Genau. Ich habe von Eltern von adoptierten Kindern gehört, dass es deswegen schwer für sie war, meinen Film zu schauen. Die Vorstellung, dass Kinder immer die Nachkommen ihrer genetischen Eltern bleiben, ganz egal, was man tut, ist schmerzlich für sie.
Die Idee für „My Zoe“ ist schon alt. Sie ging aus einem Gespräch mit dem Regisseur Krzysztof Kieślowski hervor, mit dem Sie einen Teil seiner „Drei Farben“-Trilogie drehten. Worum ging es da genau?
Wir haben uns damals zum Beispiel viel über Schicksal, Handeln und Identität unterhalten. Wie kann man gegen Dinge ankämpfen, die man nicht steuern kann? All das, worum es in seiner Filmreihe eben so ging. Und darüber, wie verrückt Elternschaft ist. Bis ich vor zehn Jahren selbst einen Sohn bekam, waren das aber nur vage Konzepte in meinem Kopf. Plötzlich wurde die Vorstellung, Mutter zu sein, zu einer erschreckenden Realität. Erschreckend wegen der enormen Angst, die damit einhergeht. Da ist dieses wunderbare, ganz und gar außergewöhnliche Wesen, das du mehr liebst als alles andere. Und du musst feststellen, wie fragil es ist. Das ist ein Albtraum.
Es geht in dem Film um Ihre eigene Angst?
Jedenfalls hat es damit angefangen. Kieślowski hat immer gesagt, die besten Erzählungen seien die, in denen ein Teil eigene Wahrheit steckt. Das gilt auch für ein anderes Thema, dass sich durch den Film zieht: Was macht es mit einem, wenn man sich plötzlich in einem Sorgerechtsstreit um ein Kind wiederfindet? Auch das habe ich selbst erlebt. Und es verdoppelt die Angst. Weil du über die eine Hälfte des Lebens deines Kindes die Kontrolle verlierst. Und du verpasst diese Hälfte auch. Es ist, als würde auch das Kind in zwei Teile geschnitten. Du musst dich als Mutter ganz neu erfinden. Ich habe beim Schreiben des Drehbuchs viel an Bergmans „Szenen einer Ehe“ gedacht.

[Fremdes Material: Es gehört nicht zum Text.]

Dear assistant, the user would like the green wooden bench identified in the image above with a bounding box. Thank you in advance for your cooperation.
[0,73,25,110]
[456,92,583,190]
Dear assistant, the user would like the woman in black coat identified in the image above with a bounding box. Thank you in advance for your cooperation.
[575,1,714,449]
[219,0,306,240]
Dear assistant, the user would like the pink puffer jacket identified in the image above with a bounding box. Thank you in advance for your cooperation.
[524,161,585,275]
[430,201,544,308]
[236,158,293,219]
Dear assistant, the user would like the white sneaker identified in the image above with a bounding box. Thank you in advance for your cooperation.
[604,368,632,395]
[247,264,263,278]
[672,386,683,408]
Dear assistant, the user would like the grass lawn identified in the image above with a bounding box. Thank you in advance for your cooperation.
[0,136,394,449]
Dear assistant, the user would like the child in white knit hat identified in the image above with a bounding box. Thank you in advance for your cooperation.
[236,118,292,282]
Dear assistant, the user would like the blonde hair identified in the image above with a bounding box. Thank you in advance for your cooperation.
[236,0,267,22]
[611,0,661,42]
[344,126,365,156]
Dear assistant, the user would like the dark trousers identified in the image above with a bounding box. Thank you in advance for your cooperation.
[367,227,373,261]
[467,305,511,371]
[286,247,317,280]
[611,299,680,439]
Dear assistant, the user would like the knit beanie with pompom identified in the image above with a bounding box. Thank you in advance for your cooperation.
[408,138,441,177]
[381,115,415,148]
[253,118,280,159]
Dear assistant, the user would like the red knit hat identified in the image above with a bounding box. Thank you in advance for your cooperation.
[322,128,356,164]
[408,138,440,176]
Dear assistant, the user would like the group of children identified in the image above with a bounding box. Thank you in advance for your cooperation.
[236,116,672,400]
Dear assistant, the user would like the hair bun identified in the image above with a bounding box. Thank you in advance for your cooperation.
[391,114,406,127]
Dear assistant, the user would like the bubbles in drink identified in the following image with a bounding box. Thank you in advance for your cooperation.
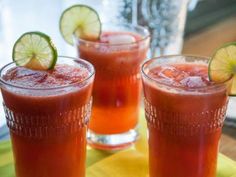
[180,76,207,88]
[108,34,135,44]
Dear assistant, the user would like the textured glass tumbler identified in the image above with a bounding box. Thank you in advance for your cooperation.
[142,56,230,177]
[76,24,149,150]
[0,57,94,177]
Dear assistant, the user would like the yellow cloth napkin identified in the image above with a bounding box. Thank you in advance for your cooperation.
[87,115,236,177]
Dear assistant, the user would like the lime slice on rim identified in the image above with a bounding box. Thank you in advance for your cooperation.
[208,43,236,96]
[12,32,57,70]
[60,5,101,45]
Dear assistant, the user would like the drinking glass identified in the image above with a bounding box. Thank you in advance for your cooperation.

Sie haben sechs Jahre gebraucht, um den Film zu realisieren. Warum?
Es war schwer, Produzenten von meiner Idee zu überzeugen. Es ist ein Drahtseilakt. Quasi das Gegenteil eines Hollywood-Films. Eigentlich ist die Geschichte sehr simpel. Ich wollte aber keinen eindeutigen Film. Nichts zu Melodramatisches, aber auch keine silbrig glänzende, kühle Science-Fiction. Und ich wollte keine kitschige Filmmusik, die das Publikum lenkt und ihm sagt, wann es welche Emotionen zu fühlen hat. Ich wollte meine Geschichte so ungekünstelt wie möglich erzählen. Jeder Zuschauer soll einen anderen Film sehen.
Hatten Sie das Gefühl, dass die schwierige Finanzierung mit sexistischen Vorbehalten zu tun hatte?
Natürlich ist es für Frauen in der Filmbranche immer noch schwieriger, gleichwertig bezahlt zu werden oder Budgets für Projekte zusammenzubekommen. Daran hat „Me Too“ nichts geändert. Dieses System des Machtmissbrauchs hat so lange funktioniert. Ich stehe vor der Kamera, seit ich vierzehn Jahre alt bin. Ich habe viel erlebt während meiner Karriere. Ich sehe aber auch, dass sich in dieser Hinsicht gerade in der jüngeren Generation viel ändert. Die Leute beginnen langsam zu begreifen, wie spannend die weibliche Perspektive sein kann.